Шикамару слегка наклонился к всё ещё не пришедшей в себя от страха сестре, его голос прозвучал на удивление спокойно и уверенно:

— Пойдём, посмотрим, что там такое. Только очень осторожно, с безопасного расстояния. Не бойся, мы просто понаблюдаем со стороны. Если что — сразу же бегом сюда, обратно, костёр и палатка нас хоть как-то, но прикроют.

— Ты что, совсем с ума сошёл?! — Мари, при всей своей показной, напускной смелости и язвительности, отшатнулась от него, как от прокажённого. — Ты же сам только что сказал: собаки злые! Голодные! Целая стая! Я не хочу, чтобы меня там сожрали заживо! А если это… если это вообще… не собаки? Если это… тот самый пастух? Помнишь, ты рассказывал?

— Какой ещё, к чёрту, пастух, Мари? Ты о чём вообще? — он непонимающе нахмурился.

— Ну, тот самый… который тут умер вместе со своими быками… и который теперь тут бродит по ночам… ищет заблудшие души… — прошептала она почти на грани слёз, её голос дрожал от неподдельного ужаса.

Шикамару на мгновение скривился, не то пытаясь сдержать непрошеную усмешку, не то действительно нахмурившись от её наивности.

— Мари. Послушай меня внимательно. Это не какое-нибудь там очередное твоё аниме про зомби и призраков. Это — реальность. Суровая, деревенская реальность. И там, в лесу, сейчас что-то действительно происходит. Давай просто одним глазком глянем, что к чему. Если тебе будет слишком страшно — просто держись сзади меня, окей? Я тебя в обиду не дам.

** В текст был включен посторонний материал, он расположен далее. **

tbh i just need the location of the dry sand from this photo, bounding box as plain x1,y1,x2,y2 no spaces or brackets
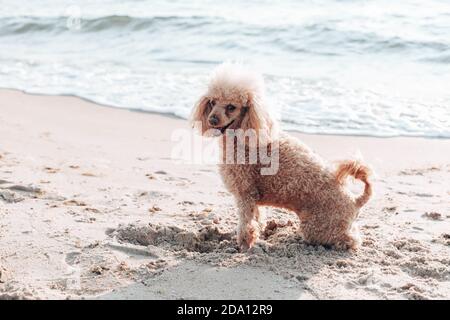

Она ничего не ответила. Только судорожно сглотнула, крепко, до боли в пальцах, вцепилась в рукав его куртки и, стараясь не отставать ни на шаг, пошла следом за ним, в темноту.

Они осторожно вышли чуть за полосу деревьев, окружавших поляну, и пригнулись у самого края густых кустов, стараясь не издавать ни малейшего шума. И тогда, вглядевшись в ночную мглу, они это увидели. Картина была смутной, нечёткой, но всё же достаточно ясной, чтобы понять суть происходящего: там, метрах в тридцати от них, чуть ближе к восточной окраине леса, в неверном, бледном пятне лунного света, застыл молодой, испуганный оленёнок.

Невысокий, совсем ещё худенький, с тонкими, дрожащими ножками и огромными, расширенными от ужаса, тёмными глазами. Он стоял, плотно прижав уши к голове, и испуганно поворачивал свою изящную голову из стороны в сторону — он был окружён плотным полукольцом как минимум из четырёх, а может быть, даже пяти, крупных бродячих псов. Те, в свою очередь, злобно рычали, нетерпеливо рыли когтями землю, медленно, но неотвратимо заходили по дуге, сужая кольцо окружения. Они то и дело подпрыгивали, делали короткие, резкие выпады в его сторону, как бы пробуя на вкус его страх, его беззащитность.

— Олень… маленький оленёнок… — потрясённо прошептала Мари, и её голос неожиданно сорвался, в нём послышались неподдельные слёзы. — Он ведь… он ведь там совсем один… Они же его сейчас просто разорвут…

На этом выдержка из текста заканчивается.